Data fusion approaches combine multiple data sources in an effort to increase the information content and improve machine learning results over any single source.
These data sources may be homogenous—many streams from the same type of sensor in a sensor field—or heterogeneous—different modalities such as audio, seismic, or video. Fusion can be performed at the data/feature level—combining information content from multiple sources prior to input into learning methods—or at the decision level—determining a consensus decision from the output of multiple models constructed with individual modalities. While data fusion methods are a powerful part of a data scientist’s toolkit, challenges often arise with alignment of data streams (e.g. temporal or spatial alignment), reliance on specific pre-processing approaches, and a disconnect between theoretical utility and real-world application.

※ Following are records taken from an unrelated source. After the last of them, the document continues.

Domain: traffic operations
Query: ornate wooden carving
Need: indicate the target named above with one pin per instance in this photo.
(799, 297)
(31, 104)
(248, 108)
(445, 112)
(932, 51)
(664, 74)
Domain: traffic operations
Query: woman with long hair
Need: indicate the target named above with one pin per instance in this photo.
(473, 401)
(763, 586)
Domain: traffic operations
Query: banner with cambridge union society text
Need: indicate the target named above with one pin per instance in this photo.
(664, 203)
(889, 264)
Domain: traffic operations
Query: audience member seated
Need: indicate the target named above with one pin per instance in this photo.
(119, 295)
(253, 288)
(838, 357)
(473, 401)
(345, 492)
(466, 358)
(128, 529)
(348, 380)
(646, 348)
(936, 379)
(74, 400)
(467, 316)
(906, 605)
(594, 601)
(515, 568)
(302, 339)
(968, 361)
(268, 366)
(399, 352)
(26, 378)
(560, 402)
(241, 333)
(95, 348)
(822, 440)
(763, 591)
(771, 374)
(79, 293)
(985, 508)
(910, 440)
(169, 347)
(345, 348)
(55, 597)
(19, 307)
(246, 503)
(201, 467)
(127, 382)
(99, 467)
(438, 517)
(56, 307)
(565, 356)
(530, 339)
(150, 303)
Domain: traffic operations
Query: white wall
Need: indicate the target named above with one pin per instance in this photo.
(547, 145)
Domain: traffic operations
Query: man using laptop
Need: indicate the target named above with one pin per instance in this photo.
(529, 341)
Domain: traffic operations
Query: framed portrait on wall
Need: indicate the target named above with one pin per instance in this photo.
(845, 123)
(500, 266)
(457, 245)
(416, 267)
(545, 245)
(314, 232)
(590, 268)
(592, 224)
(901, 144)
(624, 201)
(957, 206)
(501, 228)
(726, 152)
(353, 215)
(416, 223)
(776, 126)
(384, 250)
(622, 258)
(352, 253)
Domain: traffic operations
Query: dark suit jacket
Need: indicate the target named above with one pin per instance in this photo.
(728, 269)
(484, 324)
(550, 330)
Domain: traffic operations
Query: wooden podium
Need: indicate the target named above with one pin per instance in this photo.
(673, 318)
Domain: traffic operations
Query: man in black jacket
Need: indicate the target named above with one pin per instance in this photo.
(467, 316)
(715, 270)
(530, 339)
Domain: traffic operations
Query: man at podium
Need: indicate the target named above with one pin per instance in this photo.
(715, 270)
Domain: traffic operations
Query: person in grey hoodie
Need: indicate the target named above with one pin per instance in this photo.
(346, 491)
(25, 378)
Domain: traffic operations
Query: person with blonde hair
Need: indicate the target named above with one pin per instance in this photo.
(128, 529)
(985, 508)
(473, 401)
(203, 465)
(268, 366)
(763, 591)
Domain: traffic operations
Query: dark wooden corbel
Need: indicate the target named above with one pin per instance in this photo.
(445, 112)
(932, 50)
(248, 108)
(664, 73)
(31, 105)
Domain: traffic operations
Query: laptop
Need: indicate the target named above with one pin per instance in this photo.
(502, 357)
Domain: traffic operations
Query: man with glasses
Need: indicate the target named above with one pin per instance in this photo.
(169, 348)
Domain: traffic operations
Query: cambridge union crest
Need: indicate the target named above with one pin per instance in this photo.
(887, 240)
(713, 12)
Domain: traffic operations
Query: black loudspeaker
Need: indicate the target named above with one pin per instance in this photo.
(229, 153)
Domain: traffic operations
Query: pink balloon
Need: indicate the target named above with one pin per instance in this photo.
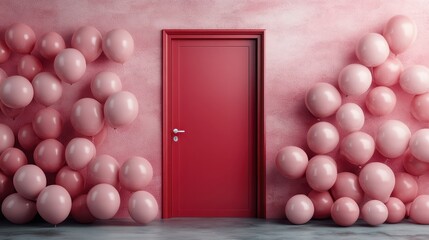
(322, 202)
(322, 100)
(18, 210)
(16, 92)
(49, 155)
(7, 138)
(400, 32)
(11, 160)
(103, 169)
(20, 38)
(354, 79)
(70, 65)
(374, 212)
(396, 209)
(292, 162)
(103, 201)
(87, 116)
(121, 109)
(88, 41)
(377, 181)
(350, 117)
(380, 101)
(105, 84)
(135, 173)
(299, 209)
(387, 74)
(47, 123)
(322, 137)
(50, 44)
(358, 148)
(79, 152)
(372, 50)
(321, 173)
(47, 88)
(347, 185)
(29, 180)
(142, 207)
(392, 138)
(345, 211)
(118, 45)
(71, 180)
(27, 138)
(80, 212)
(54, 204)
(415, 79)
(419, 209)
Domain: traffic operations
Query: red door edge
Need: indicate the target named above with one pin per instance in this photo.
(167, 36)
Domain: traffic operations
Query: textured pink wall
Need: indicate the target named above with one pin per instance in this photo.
(306, 42)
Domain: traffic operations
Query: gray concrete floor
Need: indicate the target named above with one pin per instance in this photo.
(211, 228)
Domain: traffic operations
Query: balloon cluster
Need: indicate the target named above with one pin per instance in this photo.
(372, 190)
(85, 185)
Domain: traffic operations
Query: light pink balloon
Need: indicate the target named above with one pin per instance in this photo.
(29, 66)
(11, 160)
(54, 204)
(103, 169)
(347, 185)
(79, 152)
(7, 137)
(142, 207)
(292, 162)
(358, 148)
(80, 212)
(103, 201)
(299, 209)
(29, 180)
(322, 100)
(387, 74)
(70, 65)
(372, 50)
(16, 92)
(354, 79)
(374, 212)
(377, 181)
(392, 138)
(18, 210)
(380, 101)
(47, 123)
(47, 88)
(71, 180)
(135, 173)
(415, 79)
(345, 211)
(49, 155)
(50, 44)
(118, 45)
(322, 137)
(396, 209)
(105, 84)
(350, 117)
(322, 202)
(20, 38)
(321, 172)
(88, 41)
(121, 109)
(419, 209)
(400, 32)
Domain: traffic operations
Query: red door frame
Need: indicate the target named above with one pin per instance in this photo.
(167, 37)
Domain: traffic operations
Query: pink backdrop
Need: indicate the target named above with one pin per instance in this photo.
(306, 42)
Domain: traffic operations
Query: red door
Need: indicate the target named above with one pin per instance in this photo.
(212, 127)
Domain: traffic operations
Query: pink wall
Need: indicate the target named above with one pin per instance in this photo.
(306, 42)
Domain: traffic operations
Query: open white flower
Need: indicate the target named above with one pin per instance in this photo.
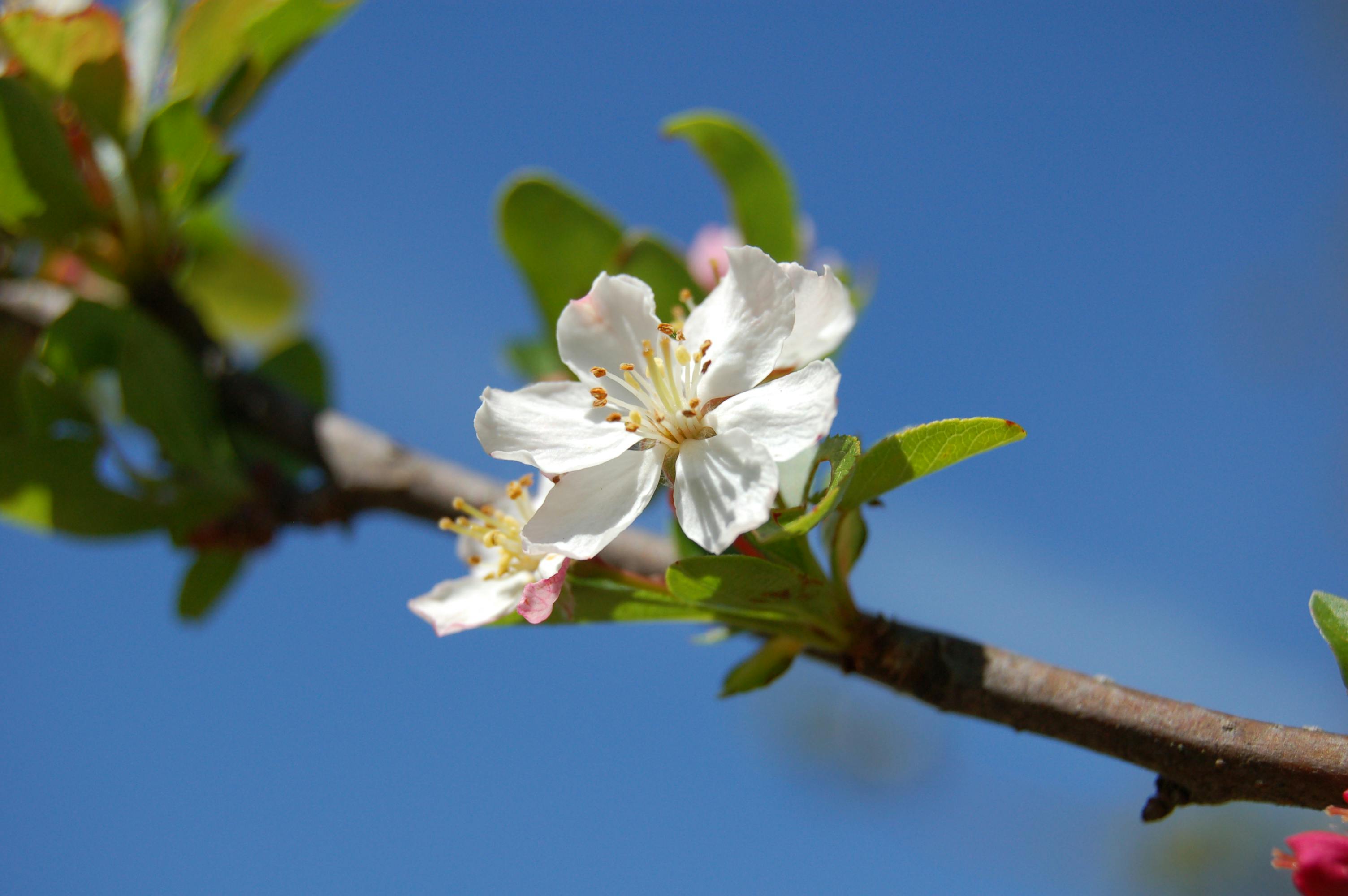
(502, 574)
(657, 398)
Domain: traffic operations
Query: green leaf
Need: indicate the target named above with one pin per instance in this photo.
(537, 359)
(52, 484)
(652, 260)
(596, 596)
(924, 449)
(166, 392)
(41, 190)
(758, 594)
(842, 453)
(768, 665)
(77, 56)
(244, 292)
(761, 194)
(847, 539)
(300, 368)
(207, 581)
(558, 240)
(1331, 616)
(181, 157)
(238, 46)
(273, 42)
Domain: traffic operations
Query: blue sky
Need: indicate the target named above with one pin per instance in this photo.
(1121, 225)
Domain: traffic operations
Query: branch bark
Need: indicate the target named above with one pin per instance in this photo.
(1199, 755)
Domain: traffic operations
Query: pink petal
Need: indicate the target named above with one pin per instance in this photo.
(541, 596)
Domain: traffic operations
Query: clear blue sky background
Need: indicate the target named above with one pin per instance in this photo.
(1121, 225)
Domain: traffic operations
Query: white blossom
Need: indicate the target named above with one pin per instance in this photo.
(688, 399)
(503, 577)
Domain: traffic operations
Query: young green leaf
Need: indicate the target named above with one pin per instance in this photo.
(41, 190)
(847, 539)
(558, 240)
(649, 259)
(1331, 616)
(924, 449)
(207, 581)
(300, 368)
(840, 453)
(78, 57)
(166, 392)
(761, 193)
(768, 665)
(181, 157)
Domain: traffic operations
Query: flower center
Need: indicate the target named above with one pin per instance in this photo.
(498, 530)
(660, 396)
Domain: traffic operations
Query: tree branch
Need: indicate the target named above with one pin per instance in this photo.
(1199, 755)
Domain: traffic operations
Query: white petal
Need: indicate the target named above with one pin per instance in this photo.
(607, 327)
(824, 316)
(786, 415)
(470, 601)
(588, 508)
(793, 476)
(747, 319)
(552, 426)
(723, 488)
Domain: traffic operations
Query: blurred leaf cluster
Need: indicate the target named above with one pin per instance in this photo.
(114, 155)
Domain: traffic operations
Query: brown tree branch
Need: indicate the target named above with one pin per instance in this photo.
(1199, 755)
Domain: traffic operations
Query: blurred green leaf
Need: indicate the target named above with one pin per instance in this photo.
(52, 484)
(236, 46)
(842, 453)
(207, 581)
(537, 359)
(243, 292)
(166, 392)
(558, 240)
(181, 157)
(77, 56)
(906, 456)
(847, 539)
(41, 190)
(605, 599)
(300, 368)
(768, 665)
(761, 194)
(649, 259)
(1331, 616)
(760, 594)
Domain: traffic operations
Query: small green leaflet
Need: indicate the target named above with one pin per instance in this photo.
(764, 668)
(1331, 616)
(761, 194)
(207, 581)
(842, 453)
(924, 449)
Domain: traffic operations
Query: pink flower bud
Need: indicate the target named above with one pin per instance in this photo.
(707, 259)
(1319, 863)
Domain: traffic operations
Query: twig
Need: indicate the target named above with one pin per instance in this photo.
(1200, 756)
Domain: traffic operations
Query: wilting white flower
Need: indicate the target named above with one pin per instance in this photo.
(691, 402)
(502, 574)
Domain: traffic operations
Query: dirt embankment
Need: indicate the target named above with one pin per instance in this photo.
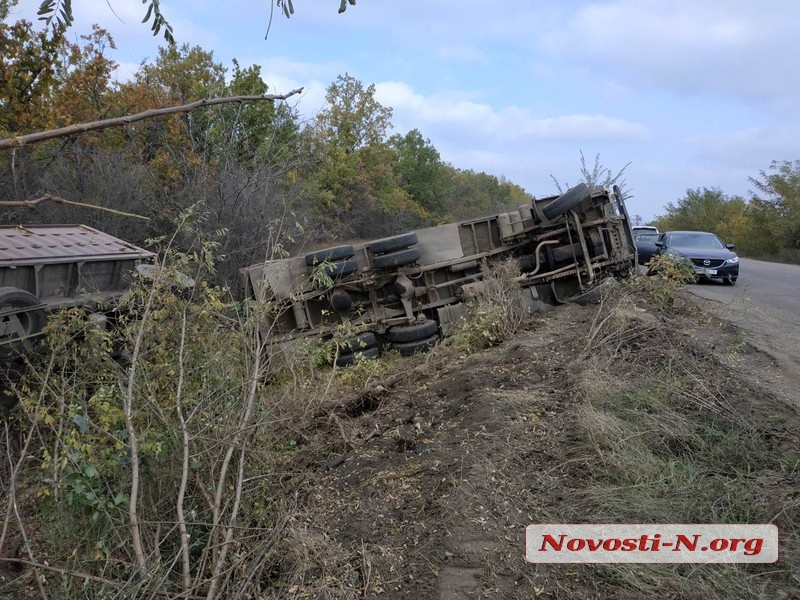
(615, 413)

GDA leverages and develops cutting-edge fusion approaches that operate well in real-world environments. While significant consideration is given to the specific application and use cases of these methods, our modular and unsupervised pipelines are agnostic to pre-processing methods and provide robust, interpretable decisions with uncertainty estimates. We have successfully applied data fusion to diverse signal data, both homogeneous and heterogeneous sensor networks, and biological datasets including ‘omics data. In several vehicle-type identification problems our unsupervised pipeline achieves high accuracy (~95%), leveraging solely the difficult seismic and acoustic modalities and making significant improvements over baseline unsupervised methods that use less sophisticated tools.
Our methods can be easily adapted to any other context where a network of heterogeneous sensors observes a scene. They are especially useful when communication constraints are present or when novel situations render the standard deep-learning assumption of large amounts of labeled training data irrelevant.